Duplicating info here for visibility:
We explored two approaches that might allow for secure proof generation.
Full Local EVM Proofs
The user generates all the proofs for the transactions - and hence the entire RM transaction - locally. This would of course be preferable for any cypherpunks and people actually interested in security.
However, this is practically unattainable currently.
Firstly we have to take into account that the user will have to download a 18 GB large proving key for proving. Yet that part is ok, the user would need to do it only one time. If they are interested in security that is bearable, although - if we’re comparing ourselves to Railgun - this may take hours depending on internet speed. Took 3 hours for me, but I have pretty bad connection.

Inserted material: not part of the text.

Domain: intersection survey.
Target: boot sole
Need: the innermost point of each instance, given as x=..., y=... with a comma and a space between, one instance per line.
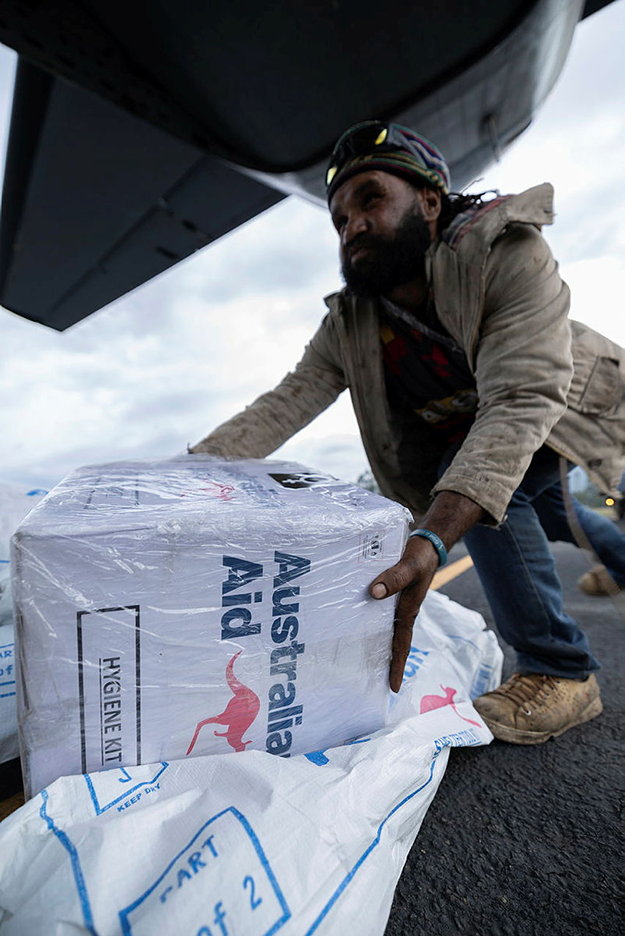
x=516, y=736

Secondly, the local generation of EVM proofs currently ranged from very slow to impossible.
Locally running sha256
example taken from the official repo takes about 20 minutes - for a single hash function run and one equality comparisson! - and barely made my 64 GB RAM machine shut down. At some point it simply froze while running at 99+% of RAM usage.
While testing @xuyang provided mock compliance proof generation my laptop simply ran out of memory after 20+ minutes.
Local app-proving and server-side aggregation proof
The user generates all the app proofs and then sends them to e.g. us to aggregate them into an EVM-verifiable proof.
Currently this does not actually grant us anything because it seems that the app proofs lack any ZK properties. While theoretically it may not be easy to get any info from them, for all intents and purposes we should look at it as basically being transparent.
However, as @cwgoes mentioned, if they can can make them ZK then it might be worth returning to this idea in the future, hoping that the proof sizes and times do not escalate due to that.